AxB is the Cartesian product. AxB={(a,b) such that a is an element of A and b is an element of B}

The Attempt at a Solution

normally, proof by induction involves one variable. here it includes two. I guess I could say that mn=nm and therefore proving it for n+1 is the same thing as proving it for m+1. Then any increase in m or n after that is just the same thing. But somehow I still feel this isn't really justifiable.

 

[STEMucator]

Homework Statement

prove by induction that if A and B are finite sets, A with n elements and B with m elements, then AxB has mn elements

Homework Equations

AxB is the Cartesian product. AxB={(a,b) such that a is an element of A and b is an element of B}

The Attempt at a Solution

normally, proof by induction involves one variable. here it includes two. I guess I could say that mn=nm and therefore proving it for n+1 is the same thing as proving it for m+1. Then any increase in m or n after that is just the same thing. But somehow I still feel this isn't really justifiable.

So induction has three steps. Where you assume the case n = 1, the induction assumption and then the proof for the n+1 case.

Case : n = 1 = m

Assume that A and B have one element in each corresponding set. Say A = {(a₀,b₀)} and B = {(c₀,d₀)} and go from here.

 

[whyme1010]

yeah, but how do I prove that if it is true for the n+1 case, it is also true for the m+1 case. and what if m+1 and n+1 are occurring at the same time?

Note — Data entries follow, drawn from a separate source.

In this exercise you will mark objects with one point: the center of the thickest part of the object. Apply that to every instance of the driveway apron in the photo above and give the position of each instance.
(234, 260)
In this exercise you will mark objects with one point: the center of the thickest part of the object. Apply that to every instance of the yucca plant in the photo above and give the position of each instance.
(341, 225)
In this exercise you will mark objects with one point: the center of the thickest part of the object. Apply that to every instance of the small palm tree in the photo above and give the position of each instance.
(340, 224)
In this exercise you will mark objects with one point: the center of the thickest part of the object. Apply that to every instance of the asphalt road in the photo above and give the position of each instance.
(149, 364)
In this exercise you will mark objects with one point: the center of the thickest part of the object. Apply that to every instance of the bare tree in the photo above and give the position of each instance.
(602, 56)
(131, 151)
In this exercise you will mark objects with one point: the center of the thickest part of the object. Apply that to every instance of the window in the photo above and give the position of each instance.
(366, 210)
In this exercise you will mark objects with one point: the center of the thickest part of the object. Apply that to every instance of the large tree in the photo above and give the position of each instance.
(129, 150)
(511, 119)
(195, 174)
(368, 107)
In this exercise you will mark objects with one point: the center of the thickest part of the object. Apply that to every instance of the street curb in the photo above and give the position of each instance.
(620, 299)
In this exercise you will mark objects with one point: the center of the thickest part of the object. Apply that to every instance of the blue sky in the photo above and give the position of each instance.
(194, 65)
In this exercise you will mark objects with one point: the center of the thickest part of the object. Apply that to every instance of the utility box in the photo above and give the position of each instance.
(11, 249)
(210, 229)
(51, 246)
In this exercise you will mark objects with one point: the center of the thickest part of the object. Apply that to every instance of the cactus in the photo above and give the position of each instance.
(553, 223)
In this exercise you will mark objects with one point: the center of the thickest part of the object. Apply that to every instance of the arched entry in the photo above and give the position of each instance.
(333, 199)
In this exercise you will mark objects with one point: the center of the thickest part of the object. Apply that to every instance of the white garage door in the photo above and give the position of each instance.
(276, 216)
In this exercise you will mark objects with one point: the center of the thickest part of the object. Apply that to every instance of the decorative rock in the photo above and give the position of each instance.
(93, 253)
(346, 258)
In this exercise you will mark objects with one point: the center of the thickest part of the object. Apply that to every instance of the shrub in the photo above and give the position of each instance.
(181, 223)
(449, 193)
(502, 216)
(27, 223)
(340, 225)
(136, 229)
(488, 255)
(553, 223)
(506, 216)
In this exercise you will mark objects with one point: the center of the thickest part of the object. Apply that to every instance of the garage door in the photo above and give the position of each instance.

I guess what I'm asking is, if I prove it true for the n+1 case (which is pretty easy), then how do I show that this means I can add one element to A and B as desired and the result mn would still be valid.

 

[STEMucator]

yeah, but how do I prove that if it is true for the n+1 case, it is also true for the m+1 case. and what if m+1 and n+1 are occurring at the same time?

I guess what I'm asking is, if I prove it true for the n+1 case (which is pretty easy), then how do I show that this means I can add one element to A and B as desired and the result mn would still be valid.

That's the beauty of induction. Imagine if you held the amount of elements in B constant the whole time. Would it change your outcome?

Remember that proving something n+1 times is sufficient when thinking about this.